Table 1. Cloud Statistics for AMSR-E Liquid Water Path (LWP) Data Analysis in Non-Overcast Cloud Conditions
Cloud Amount RangeNumber of Data PointsMean Cloud LWP, kgm−2Mean Cloud Amount
0–25%8804910.012511.4%
25–50%6985140.016637.5%
50–75%7207350.021262.7%
75–100%9457510.027688.5%

[25] Not only does a strong correlation exist between cloud LWP and cloud amount, the results also suggest a difference between the LWP of scattered clouds with those of locally (∼10 km scale) overcast clouds. Even assuming that LWP differences for nonovercast clouds are due entirely to beam-filling errors and then scaling the LWP by cloud amount but only for values above 25% [see Greenwald et al., 1997], indicates the adjusted cloud LWP data are still significantly smaller (14–39%) than the overcast cloud LWP.

5. Conclusions

[26] Methods for estimating minimum errors in microwave-based cloud LWP products have been presented.
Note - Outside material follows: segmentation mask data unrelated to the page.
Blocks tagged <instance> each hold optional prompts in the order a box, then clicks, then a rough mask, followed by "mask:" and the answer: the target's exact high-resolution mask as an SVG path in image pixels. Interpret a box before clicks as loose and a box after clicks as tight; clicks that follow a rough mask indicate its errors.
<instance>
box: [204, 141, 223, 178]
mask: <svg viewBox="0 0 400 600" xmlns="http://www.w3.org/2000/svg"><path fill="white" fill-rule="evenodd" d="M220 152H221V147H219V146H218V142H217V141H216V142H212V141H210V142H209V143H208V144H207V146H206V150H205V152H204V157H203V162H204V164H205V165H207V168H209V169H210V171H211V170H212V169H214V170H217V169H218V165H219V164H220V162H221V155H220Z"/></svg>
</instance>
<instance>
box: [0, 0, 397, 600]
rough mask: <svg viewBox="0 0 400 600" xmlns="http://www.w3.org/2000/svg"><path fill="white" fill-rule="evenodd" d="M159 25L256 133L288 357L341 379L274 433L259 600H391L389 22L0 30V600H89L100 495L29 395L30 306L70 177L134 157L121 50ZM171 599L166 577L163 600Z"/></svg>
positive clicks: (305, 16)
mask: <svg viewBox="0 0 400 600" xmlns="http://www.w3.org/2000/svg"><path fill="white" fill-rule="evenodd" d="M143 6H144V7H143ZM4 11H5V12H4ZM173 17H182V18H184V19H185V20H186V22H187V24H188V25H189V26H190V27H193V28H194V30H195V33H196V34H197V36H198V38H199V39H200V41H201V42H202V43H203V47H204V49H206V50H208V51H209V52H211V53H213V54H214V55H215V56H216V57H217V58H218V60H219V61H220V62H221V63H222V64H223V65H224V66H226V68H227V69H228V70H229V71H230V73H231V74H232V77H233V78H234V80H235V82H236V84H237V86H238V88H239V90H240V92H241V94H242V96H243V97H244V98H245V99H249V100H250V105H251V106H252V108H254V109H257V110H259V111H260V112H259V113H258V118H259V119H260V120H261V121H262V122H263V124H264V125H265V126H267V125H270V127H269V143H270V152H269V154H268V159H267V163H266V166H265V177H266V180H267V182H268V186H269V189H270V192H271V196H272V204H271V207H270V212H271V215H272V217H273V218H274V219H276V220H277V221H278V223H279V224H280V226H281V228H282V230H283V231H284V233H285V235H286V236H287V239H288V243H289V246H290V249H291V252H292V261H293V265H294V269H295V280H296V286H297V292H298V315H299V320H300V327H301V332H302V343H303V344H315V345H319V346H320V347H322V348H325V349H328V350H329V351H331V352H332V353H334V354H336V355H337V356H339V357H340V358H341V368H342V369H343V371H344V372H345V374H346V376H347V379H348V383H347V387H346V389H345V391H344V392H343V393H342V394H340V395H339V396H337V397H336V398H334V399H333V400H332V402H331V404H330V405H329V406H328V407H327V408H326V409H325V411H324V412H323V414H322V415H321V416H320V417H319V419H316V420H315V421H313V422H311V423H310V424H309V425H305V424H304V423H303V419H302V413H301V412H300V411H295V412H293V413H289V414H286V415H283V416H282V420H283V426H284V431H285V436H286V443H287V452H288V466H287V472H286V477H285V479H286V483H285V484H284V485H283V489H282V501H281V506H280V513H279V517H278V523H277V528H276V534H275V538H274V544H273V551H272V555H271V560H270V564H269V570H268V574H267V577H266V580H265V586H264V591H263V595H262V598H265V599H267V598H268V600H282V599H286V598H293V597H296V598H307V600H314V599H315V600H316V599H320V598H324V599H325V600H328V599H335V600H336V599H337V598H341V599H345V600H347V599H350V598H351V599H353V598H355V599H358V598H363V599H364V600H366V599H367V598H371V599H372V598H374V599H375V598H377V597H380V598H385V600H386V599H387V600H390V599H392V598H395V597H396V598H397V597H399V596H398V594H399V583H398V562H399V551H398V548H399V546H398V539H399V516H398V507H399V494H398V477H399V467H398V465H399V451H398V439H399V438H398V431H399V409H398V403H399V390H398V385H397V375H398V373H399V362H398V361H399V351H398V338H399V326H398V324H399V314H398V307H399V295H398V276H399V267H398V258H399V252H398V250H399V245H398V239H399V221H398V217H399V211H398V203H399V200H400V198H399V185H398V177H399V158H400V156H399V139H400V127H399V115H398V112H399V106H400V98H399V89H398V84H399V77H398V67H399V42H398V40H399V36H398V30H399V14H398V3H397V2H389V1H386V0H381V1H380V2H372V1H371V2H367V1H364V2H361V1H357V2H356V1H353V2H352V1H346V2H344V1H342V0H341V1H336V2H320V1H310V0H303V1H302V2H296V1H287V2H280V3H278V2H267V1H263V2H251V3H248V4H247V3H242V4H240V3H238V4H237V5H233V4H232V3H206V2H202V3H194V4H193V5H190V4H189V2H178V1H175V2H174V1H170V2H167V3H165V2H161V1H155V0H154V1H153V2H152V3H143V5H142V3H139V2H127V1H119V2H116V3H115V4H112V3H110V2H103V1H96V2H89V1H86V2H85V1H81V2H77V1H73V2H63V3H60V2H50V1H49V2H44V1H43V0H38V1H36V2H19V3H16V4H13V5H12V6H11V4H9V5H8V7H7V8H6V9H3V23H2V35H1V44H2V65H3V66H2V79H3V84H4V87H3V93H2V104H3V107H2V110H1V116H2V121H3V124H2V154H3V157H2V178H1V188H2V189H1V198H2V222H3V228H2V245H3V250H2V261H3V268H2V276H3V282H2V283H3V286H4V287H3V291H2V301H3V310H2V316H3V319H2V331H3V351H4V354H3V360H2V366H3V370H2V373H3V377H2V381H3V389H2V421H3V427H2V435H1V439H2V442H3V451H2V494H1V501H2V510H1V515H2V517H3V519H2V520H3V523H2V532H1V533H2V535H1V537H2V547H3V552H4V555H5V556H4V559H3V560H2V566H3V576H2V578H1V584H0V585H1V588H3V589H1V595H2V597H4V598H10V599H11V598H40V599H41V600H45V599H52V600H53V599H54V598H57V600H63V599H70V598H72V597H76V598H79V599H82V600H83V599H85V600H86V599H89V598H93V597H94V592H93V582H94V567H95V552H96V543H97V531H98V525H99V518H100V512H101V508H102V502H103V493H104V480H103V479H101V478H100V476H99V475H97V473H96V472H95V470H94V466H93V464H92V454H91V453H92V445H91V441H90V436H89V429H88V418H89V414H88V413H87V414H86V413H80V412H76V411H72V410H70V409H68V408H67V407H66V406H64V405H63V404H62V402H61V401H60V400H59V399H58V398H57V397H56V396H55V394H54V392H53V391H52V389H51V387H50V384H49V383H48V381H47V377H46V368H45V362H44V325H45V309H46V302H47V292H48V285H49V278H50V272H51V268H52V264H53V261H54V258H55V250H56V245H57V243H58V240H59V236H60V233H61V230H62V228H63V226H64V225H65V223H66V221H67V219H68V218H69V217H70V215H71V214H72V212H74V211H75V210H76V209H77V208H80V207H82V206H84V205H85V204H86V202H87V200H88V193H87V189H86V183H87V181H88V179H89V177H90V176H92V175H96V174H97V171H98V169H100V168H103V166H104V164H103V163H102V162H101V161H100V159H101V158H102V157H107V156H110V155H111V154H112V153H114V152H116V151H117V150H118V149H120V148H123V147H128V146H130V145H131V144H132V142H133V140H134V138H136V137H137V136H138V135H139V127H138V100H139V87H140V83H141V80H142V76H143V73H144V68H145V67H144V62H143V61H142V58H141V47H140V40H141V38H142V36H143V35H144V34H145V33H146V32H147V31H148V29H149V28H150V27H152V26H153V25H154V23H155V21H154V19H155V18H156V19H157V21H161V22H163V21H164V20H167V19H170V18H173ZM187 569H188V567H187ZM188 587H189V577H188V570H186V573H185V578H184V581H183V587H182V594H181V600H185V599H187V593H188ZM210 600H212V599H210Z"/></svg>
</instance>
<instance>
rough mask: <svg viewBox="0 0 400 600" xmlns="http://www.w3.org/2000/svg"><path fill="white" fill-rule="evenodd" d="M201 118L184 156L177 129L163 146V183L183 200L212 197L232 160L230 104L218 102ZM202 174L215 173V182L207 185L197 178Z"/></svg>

Applying these techniques to 3 weeks of global AMSR-E pixel-level LWP data has shown that 70% of their systematic errors occurred between −0.011 and +0.025 kgm−2 (−8.2% and +54%) with an average random error of 0.013 kgm−2. Investigation of LWP data in inhomogeneous cloud conditions also showed a dependence of the data on cloud fraction, suggesting the influence of beam filling errors. Most troubling, however, was a strong dependence of the products on surface wind speed, which contributed significantly in reducing their sensitivity for small LWP. This deficiency, along with an implicit dependence of LWP on cloud amount, presents challenges in interpreting these datasets for climate studies.

[27] The errors reported in this study, while seemingly small, will have an important impact on radiation budget calculations. Assuming a mean cloud LWP of 0.05 kgm−2 (based on Figure 3), a +0.025 kgm−2 perturbation in LWP yields a +75 Wm−2 change in TOA shortwave (SW) flux and a −87 Wm−2 change in surface SW flux [Turner et al., 2007]. In terms of cloud radiative forcing (CRF), a +0.025 kgm−2 perturbation translates roughly to a −13 Wm−2 change in the net CRF [Greenwald et al., 1995].

[28] Even if uncertainties due to the surface wind speed dependence could be significantly reduced, there is a far greater potential in producing higher quality LWP products by exploiting measurements near 85 GHz. Because these measurements are more sensitive to smaller liquid water amounts, it has been shown that including these data can greatly reduce both systematic and random errors in LWP retrievals [Jung et al., 1998].

[29] Finally, the drawback of using multi-sensor satellite data is the time consuming analysis due to the massive datasets involved. However, new processing systems composed of computer clusters and dedicated software will enable the processing of one month of satellite data in just one day [Gumley et al., 2006]. These systems will make multi-sensor satellite collocation feasible and provide long-term global estimates of minimum errors in cloud LWP products not only for climate and remote sensing studies, but also for future assimilation of these observations into forecast models.

Acknowledgments

[30] Special thanks go to Graeme Stephens at Colorado State University for planting the seed for this study. MODIS cloud products were obtained from the Goddard Space Flight Center DAAC. Remote Sensing Systems provided the AMSR-E Ocean Products. Comments from two anonymous reviewers are also appreciated.